Когда я все же выбрался на пустынный песчаный пляж, то дрожал и стучал зубами от холода.
Сухим меня было не назвать при всем желании, учитывая, что дождь снова принялся поливать пляж, а ветер с моря по-прежнему одолевал, но я очень надеялся отыскать убежище. Этот остров я знал как свои пять пальцев.
Сидар-Айленд…
Маленький, лесистый, почти плоский клочок земли полтора километра длиной с двадцатью дачными домиками по периметру – все в это время года закрыты. И только двое постоянных обитателей на другом его конце.
Стоя на коленях на песке, я отдышался, что оказалось совсем не быстрым делом, и, упершись руками в бедра и наклонившись вперед, изверг из себя смесь морской воды и желчи. Когда я поднялся, прошло уже довольно много времени, затекшие мускулы отозвались болью на попытку пошевелиться. Я пересек пляж, направляясь к маленькой тропинке, которая извивалась по лесу, мимо всех дачных домиков. Здесь часть дождя удерживали деревья, но я совершенно закоченел: обхватив себя руками, я дрожал так сильно, что зубы стучали и никак не могли успокоиться. Кроссовки были полны воды и поскрипывающего песка, джинсы прилипали к телу.
Не поддавшись соблазну укрыться в первом же домике, который мне встретился (если полиция будет обыскивать остров, с него и начнет), я прошел мимо примерно с полдюжины, прежде чем выбрать современный коттедж на сваях с алюминиевой крышей и дубовым каркасом, находящийся примерно в километре от того места, где меня выбросило на берег. Три ступеньки вели на большую террасу вокруг дома, нависающую над все еще бурным морем, но находящуюся на достаточном расстоянии, чтобы видеть, как призрачные хлопья пены поднимаются в темноте и оседают на пристани вдалеке от жилого строения.
Толкнувшись в каждое окно по очереди, я обнаружил то, где ставни не были закрыты как следует. Обмотав кулак рукавом, я разбил стекло и две минуты спустя уже находился внутри.
Пошарив на стене у двери, нащупал выключатель. К счастью, электричество не отключено. Очень просто обставленная комната с односпальной кроватью. Пройдя по коридору, я оказался в зале, который, судя по всему, служил кухней-гостиной, и повернул выключатель.

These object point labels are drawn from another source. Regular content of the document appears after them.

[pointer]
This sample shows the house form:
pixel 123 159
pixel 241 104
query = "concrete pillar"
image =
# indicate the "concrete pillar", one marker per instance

Затем без промедления отправился на поиски ванной комнаты. Найдя ее, разделся и скользнул под струю воды. Я еще дрожал – от холода или от облегчения; по коже бежали мурашки, когда меня окутало облако теплого пара. Смягчающая ласка обжигающе горячей воды сняла напряжение с мускулов и мозга, переполненного мрачными мыслями, и я наконец расслабился.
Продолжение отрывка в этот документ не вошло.